Mes facultés obscurcies furent en partie ramenées vers la conscience, et prirent une attitude réceptive. Là-bas, d’une distance immense, illimitée, venait quelque chose qui grandissait, grandissait, approchait, et qu’on put bientôt reconnaître pour un son. Au début, cela ressemblait plutôt à un sentiment. Ce bruit était à un kilomètre, maintenant. Peut-être le murmure d’une tempête. Puis, il s’approchait. Il n’était pas à un quart de mille. Était-ce le grincement étouffé d’une machine lointaine? Non. Le bruit s’approchait, plus près encore, plus près, et à la fin il fut dans la chambre même. C’était simplement une souris en train de grignoter la boiserie. Ainsi c’était pour cette bagatelle que j’avais si longtemps retenu ma respiration!

Bien. C’était une chose faite. Il n’y avait pas à y revenir. J’allais m’endormir tout de suite et réparer le temps perdu. Vaine pensée!

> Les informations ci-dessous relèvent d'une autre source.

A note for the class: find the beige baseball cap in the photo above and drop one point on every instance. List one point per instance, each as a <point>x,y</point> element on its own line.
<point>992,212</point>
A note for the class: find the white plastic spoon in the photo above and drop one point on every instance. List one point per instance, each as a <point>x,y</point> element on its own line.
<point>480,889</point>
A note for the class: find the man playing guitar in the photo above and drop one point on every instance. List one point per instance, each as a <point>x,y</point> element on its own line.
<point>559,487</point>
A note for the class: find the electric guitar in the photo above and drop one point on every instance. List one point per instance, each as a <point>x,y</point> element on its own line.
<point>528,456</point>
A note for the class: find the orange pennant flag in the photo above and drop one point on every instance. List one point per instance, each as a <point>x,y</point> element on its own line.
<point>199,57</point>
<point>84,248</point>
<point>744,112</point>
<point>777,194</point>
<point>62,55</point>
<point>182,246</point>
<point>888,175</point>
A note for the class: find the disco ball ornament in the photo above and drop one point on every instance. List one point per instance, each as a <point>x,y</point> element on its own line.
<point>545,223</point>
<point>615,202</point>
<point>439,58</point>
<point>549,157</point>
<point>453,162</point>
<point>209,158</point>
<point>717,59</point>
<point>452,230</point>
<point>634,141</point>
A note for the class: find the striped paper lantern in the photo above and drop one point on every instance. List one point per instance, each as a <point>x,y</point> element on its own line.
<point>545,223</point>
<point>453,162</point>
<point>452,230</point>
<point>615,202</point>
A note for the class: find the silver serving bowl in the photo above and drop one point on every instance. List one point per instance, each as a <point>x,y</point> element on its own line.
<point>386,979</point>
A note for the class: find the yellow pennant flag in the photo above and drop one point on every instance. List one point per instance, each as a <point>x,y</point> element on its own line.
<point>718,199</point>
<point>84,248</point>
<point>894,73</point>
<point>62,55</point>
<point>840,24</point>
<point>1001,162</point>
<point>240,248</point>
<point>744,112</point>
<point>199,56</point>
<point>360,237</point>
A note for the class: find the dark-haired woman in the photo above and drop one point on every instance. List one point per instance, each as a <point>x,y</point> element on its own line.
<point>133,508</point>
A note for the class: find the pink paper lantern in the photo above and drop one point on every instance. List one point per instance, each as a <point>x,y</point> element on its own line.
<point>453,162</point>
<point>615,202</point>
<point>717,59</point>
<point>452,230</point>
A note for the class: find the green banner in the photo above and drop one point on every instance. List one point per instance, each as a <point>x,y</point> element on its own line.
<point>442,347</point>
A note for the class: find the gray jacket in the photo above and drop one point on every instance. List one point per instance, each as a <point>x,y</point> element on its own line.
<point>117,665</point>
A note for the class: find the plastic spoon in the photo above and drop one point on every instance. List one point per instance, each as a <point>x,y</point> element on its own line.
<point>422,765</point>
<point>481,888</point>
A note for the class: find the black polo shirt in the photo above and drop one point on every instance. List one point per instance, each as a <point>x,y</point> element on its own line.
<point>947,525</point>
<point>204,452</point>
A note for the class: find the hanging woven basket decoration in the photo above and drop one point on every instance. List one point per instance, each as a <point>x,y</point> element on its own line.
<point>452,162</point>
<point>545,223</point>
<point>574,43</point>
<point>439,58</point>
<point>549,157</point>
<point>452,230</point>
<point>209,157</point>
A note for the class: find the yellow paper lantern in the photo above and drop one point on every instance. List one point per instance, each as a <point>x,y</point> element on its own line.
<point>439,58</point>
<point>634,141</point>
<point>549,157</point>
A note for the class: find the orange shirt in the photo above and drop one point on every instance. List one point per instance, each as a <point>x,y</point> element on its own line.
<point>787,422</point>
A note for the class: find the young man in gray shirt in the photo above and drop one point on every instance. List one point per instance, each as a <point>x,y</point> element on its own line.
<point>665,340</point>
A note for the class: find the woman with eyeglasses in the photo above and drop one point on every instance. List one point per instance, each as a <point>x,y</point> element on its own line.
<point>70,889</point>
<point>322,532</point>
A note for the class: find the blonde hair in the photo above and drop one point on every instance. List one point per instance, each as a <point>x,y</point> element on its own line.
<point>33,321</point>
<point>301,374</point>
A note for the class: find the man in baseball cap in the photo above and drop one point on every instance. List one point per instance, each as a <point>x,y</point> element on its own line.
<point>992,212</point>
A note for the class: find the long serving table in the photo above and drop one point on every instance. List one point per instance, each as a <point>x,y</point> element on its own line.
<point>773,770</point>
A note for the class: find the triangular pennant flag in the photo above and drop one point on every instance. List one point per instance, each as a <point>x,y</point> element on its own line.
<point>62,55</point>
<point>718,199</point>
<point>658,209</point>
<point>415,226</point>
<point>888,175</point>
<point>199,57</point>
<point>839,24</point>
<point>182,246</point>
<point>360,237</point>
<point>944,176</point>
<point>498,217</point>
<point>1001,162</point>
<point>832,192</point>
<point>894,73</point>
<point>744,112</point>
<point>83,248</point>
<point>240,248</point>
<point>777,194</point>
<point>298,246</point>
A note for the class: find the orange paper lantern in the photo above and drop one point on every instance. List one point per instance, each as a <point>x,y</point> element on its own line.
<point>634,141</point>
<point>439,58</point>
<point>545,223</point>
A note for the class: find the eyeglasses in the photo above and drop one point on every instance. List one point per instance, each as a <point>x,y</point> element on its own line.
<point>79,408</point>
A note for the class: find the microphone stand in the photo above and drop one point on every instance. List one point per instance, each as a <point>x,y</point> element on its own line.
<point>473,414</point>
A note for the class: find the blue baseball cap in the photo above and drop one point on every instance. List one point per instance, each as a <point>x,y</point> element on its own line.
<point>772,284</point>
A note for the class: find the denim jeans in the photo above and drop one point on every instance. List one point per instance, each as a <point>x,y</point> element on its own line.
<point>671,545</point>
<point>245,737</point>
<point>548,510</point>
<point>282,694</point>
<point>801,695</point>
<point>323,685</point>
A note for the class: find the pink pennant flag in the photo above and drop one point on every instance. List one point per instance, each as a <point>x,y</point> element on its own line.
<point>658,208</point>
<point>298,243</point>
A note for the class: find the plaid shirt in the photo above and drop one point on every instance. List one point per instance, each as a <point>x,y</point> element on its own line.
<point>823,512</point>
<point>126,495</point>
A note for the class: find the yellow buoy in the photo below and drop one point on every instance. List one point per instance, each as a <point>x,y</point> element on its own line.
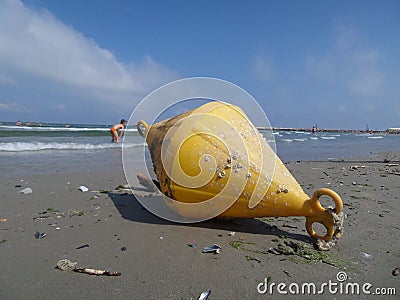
<point>215,159</point>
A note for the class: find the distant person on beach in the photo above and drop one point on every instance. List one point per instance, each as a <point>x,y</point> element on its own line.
<point>114,131</point>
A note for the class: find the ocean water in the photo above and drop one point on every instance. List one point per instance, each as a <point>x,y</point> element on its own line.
<point>55,148</point>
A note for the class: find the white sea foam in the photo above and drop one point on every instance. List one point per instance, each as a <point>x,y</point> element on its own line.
<point>38,146</point>
<point>38,128</point>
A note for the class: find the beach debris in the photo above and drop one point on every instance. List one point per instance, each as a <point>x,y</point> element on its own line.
<point>67,265</point>
<point>249,258</point>
<point>40,235</point>
<point>287,273</point>
<point>73,212</point>
<point>83,188</point>
<point>204,295</point>
<point>212,249</point>
<point>274,251</point>
<point>356,167</point>
<point>146,182</point>
<point>25,191</point>
<point>41,218</point>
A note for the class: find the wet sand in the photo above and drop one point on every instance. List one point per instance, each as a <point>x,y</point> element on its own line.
<point>154,257</point>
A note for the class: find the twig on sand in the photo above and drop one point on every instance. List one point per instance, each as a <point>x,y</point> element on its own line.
<point>67,265</point>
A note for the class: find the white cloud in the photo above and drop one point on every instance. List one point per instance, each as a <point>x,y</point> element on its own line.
<point>6,80</point>
<point>262,66</point>
<point>12,107</point>
<point>36,44</point>
<point>346,35</point>
<point>350,64</point>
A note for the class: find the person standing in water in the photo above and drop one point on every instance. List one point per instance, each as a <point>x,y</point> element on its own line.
<point>114,131</point>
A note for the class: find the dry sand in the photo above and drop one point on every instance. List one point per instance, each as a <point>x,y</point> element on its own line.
<point>157,262</point>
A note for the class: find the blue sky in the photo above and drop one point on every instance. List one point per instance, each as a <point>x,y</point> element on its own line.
<point>334,63</point>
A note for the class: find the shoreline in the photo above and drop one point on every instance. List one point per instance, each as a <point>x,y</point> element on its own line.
<point>394,131</point>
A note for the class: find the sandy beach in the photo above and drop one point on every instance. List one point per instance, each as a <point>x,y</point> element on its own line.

Sans le vouloir, sans presque m’en douter, je me mis à écouter le bruit attentivement et même à compter machinalement les grincements de la râpe à muscade de la souris. Bientôt, cette occupation me causa une souffrance raffinée. Cependant j’aurais peut-être supporté cette impression pénible, si la souris avait continué son œuvre sans interruption. Mais non. Elle s’arrêtait à chaque instant. Et je souffrais bien plus en écoutant et attendant qu’elle reprît que pendant qu’elle était en train. Au bout de quelque temps, j’aurais payé une rançon de cinq, six, sept, dix dollars, pour être délivré de cette torture. Et à la fin j’offrais de payer des sommes tout à fait en disproportion avec ma fortune. Je rabattis mes oreilles, c’est-à-dire je ramenai les pavillons, et les roulai en cinq ou six plis, et les pressai sur le conduit auditif, mais sans résultat. Mon ouïe était si affinée par l’énervement que j’avais comme un microphone et pouvais entendre à travers les plis sans difficulté.